Rematou com elogios a Hillary Clinton como a pessoa certa para o lugar pela sua preparação e competência, pelo seu comprometimento de mais de 40 anos com o serviço público, pela sua tenacidade e por ser alguém que pode ser um modelo para as crianças, ao contrário do seu opositor.

A intervenção mais ideológica da noite talvez tenha sido a da senadora Elizabeth Warren, cujo posicionamento à esquerda fez dela uma heroína dos apoiantes de Bernie Sanders, a quem agradeceu o contributo para o partido na primárias.

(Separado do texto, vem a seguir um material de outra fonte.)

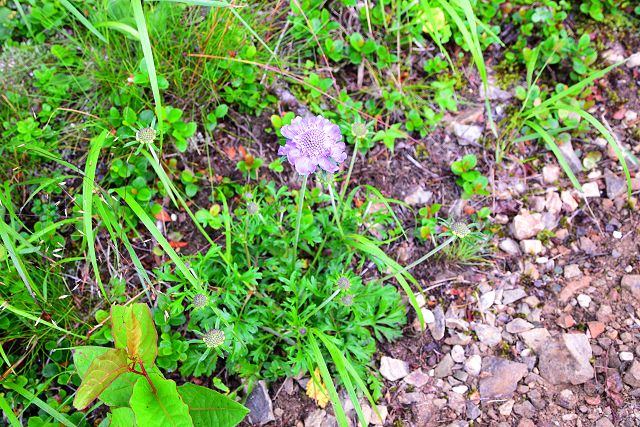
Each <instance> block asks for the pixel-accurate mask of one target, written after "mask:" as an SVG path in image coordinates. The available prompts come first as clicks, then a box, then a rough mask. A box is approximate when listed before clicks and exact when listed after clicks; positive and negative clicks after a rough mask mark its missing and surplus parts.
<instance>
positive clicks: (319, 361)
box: [309, 334, 349, 427]
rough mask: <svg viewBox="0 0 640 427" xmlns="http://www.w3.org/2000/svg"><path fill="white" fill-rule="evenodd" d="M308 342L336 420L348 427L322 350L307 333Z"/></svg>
mask: <svg viewBox="0 0 640 427" xmlns="http://www.w3.org/2000/svg"><path fill="white" fill-rule="evenodd" d="M309 344H310V347H311V351H312V354H313V358H314V360H315V362H316V364H317V365H318V368H320V373H321V374H322V380H323V381H324V385H325V386H326V387H327V391H328V392H329V397H330V398H331V404H332V405H333V410H334V411H335V413H336V420H337V421H338V424H339V425H340V427H349V423H348V422H347V416H346V415H345V413H344V409H343V408H342V405H341V404H340V397H339V396H338V392H337V391H336V387H335V385H334V384H333V378H331V374H330V373H329V368H327V364H326V363H325V361H324V357H322V352H321V351H320V347H318V342H317V341H316V339H315V337H314V336H313V334H309Z"/></svg>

Warren pegou na expressão de Trump segundo a qual o “sistema está viciado” para dizer que funciona a favor dos mais ricos e poderosos. Enumerou várias medidas de justiça social às quais os republicanos se terão oposto no Congresso, como o aumento do salário mínimo, a defesa do consumidor, a regulação dos bancos e acusou Trump de não ter qualquer plano de emprego, qualquer ideia, qualquer proposta para governar o país.

“Ele só se preocupa em baixar os impostos para os ricos, em acabar com a regulação financeira, em liberalizar o salário mínimo, em ganhar mais dinheiro”. Até se congratulou com a recessão de 2008 porque lhe permitiu ganhar mais dinheiro, disse.

Booker joga no futuro

A surpresa da noite foi Cory Booker, antigo "mayor" de Newark, onde vive uma grande comunidade portuguesa, e actual senador federal eleito por Nova Jérsia. Booker esteve na "short list" de Hillary Clinton como possível candidato a vice-presidente e parece ser uma estrela em ascensão no partido. Fez um discurso empolgante, que fez lembrar o célebre discurso de Obama na convenção de 2004, que o tornou famoso a nível nacional.

Falou num tom de pregador, enaltecendo o amor como o grande valor na América, aquilo que faz unir as pessoas, ultrapassando divisões étnicas, sociais, raciais, culturais. Disse da importância de agir colectivamente para obter ganhos de causa e louvou a solidariedade humana. Tudo para contrastar com as divisões entre os americanos que Trump promove, segundo ele, e para manifestar confiança em que a América sempre se ergue em todas as situações difíceis.

Na bancada, Bill Clinton parecia fascinado com a retórica de Booker, que mais tarde se foi sentar junto do antigo presidente. O senador deixou a impressão de estar a marcar terreno para fazer uma aposta presidencial dentro de oito anos. Ou quatro, se Hillary perder em Novembro.

As sondagens vindas a público na segunda-feira não lhe são favoráveis. Um inquérito da CNN coloca Trump cinco pontos à frente (44-39), depois de ter estado atrás durante muitos meses. Mas os especialistas lembram que todos os candidatos sobem após as respectivas convenções graças à exposição televisiva de que disfrutam nessa semana.

Será portanto necessário esperar pelo fim da convenção democrática para verificar se o mesmo vai suceder com Clinton e os números voltam a reflectir a realidade anterior aos dois congressos.